The more the merrier, but I can't help but feel it's only a matter of time before this over-enthusiasm turns into tragedy.

International tourists in Grafton for the Jacaranda Festival are doing whatever it takes to capture the perfect jacaranda photos including playing 'chicken' with traffic on some of the city's busiest roads.
International tourists in Grafton for the Jacaranda Festival are doing whatever it takes to capture the perfect jacaranda photos including playing 'chicken' with traffic on some of the city's busiest roads. Bill North

The influx of visitors is thanks largely to a reinvigorated marketing push from the revamped committee led by the festival's coordinator for the past three years, Donna Hunt.

"I don't know if it's (tourists on the roads) upsetting people, but I have heard a lot of jokes about it," Ms Hunt said.

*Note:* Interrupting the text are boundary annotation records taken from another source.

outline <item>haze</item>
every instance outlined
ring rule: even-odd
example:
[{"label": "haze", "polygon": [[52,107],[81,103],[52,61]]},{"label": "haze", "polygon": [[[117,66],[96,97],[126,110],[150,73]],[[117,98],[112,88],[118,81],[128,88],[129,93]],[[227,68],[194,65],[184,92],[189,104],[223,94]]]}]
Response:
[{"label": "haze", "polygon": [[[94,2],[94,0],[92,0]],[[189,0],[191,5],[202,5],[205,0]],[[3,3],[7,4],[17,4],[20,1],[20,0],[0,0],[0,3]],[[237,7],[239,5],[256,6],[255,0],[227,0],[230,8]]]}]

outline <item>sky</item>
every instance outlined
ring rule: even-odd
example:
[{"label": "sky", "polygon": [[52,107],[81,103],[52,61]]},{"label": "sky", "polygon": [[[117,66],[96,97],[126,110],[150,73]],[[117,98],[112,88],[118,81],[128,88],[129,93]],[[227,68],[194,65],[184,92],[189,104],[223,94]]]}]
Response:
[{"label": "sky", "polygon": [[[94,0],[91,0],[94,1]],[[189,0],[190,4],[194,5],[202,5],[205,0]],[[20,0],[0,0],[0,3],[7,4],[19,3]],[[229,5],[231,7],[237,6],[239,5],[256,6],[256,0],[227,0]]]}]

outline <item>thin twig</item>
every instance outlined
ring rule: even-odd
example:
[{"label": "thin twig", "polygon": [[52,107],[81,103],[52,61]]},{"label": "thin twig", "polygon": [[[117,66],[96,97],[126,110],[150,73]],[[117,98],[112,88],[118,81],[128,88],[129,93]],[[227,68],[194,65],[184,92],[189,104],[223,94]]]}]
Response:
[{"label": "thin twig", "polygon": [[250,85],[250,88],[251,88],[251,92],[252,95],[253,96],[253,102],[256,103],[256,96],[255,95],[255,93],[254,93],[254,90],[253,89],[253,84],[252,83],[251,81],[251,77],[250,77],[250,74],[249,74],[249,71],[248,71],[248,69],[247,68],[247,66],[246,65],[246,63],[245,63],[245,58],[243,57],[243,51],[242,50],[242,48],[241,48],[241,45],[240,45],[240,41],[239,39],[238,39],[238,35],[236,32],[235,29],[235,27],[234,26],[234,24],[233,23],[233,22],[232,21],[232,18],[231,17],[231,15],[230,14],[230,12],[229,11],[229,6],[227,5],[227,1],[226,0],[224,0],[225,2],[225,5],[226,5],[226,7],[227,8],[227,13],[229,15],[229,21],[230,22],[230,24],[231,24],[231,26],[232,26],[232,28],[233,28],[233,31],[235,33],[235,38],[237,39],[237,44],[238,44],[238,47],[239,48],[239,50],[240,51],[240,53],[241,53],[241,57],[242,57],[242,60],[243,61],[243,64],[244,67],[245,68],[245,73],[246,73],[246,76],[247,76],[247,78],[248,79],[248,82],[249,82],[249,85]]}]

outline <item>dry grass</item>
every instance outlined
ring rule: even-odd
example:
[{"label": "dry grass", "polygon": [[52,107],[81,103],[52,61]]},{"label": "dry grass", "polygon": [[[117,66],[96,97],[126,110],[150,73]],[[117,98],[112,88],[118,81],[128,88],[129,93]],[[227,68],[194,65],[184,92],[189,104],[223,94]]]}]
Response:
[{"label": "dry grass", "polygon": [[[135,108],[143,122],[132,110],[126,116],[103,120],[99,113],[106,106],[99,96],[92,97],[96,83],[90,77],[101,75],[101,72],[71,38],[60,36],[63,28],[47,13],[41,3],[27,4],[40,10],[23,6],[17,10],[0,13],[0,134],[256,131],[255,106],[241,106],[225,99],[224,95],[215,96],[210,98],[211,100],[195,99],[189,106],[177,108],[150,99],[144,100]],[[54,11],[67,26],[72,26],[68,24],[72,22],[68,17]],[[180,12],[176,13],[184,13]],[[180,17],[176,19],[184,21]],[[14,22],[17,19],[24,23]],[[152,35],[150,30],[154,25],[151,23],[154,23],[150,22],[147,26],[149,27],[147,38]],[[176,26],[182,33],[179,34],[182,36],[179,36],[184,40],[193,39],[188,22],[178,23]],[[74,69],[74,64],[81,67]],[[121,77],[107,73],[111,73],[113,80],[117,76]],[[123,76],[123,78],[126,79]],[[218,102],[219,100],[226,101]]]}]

"But I do worry there's going to be an accident. They're quite brave, or maybe distracted," Ms Hunt said. "We've done a lot of work to boost our international tourism so we don't want anyone to get hurt that could jeopardise that."

<< HIGHLIGHTS: More than 180 photos from the 2017 Jacaranda Crowning >>

The festival's marketing has entered the modern age, reaching its intended audience in the far corners of the planet.

"We've definitely pushed it in the right direction, the festival committee and how it works has changed a lot," Ms Hunt said.

"I think we've put the foundation there, and it will take another two years to be running as well as we need to.

"Twice our website has crashed and we've had to increase the bandwidth to cope with the demand.

"Last year we had 25,000 hits on Google Analytics and the website never crashed. It will be hugely interesting to see just what the figures are this year.

"A lot of the website traffic is international, followed by Sydney and Brisbane. The numbers are actually very low for local - I guess they already know what's going on."

Clarence Valley Council is currently in the process of doing a survey on the demographics of visitors to the city this year.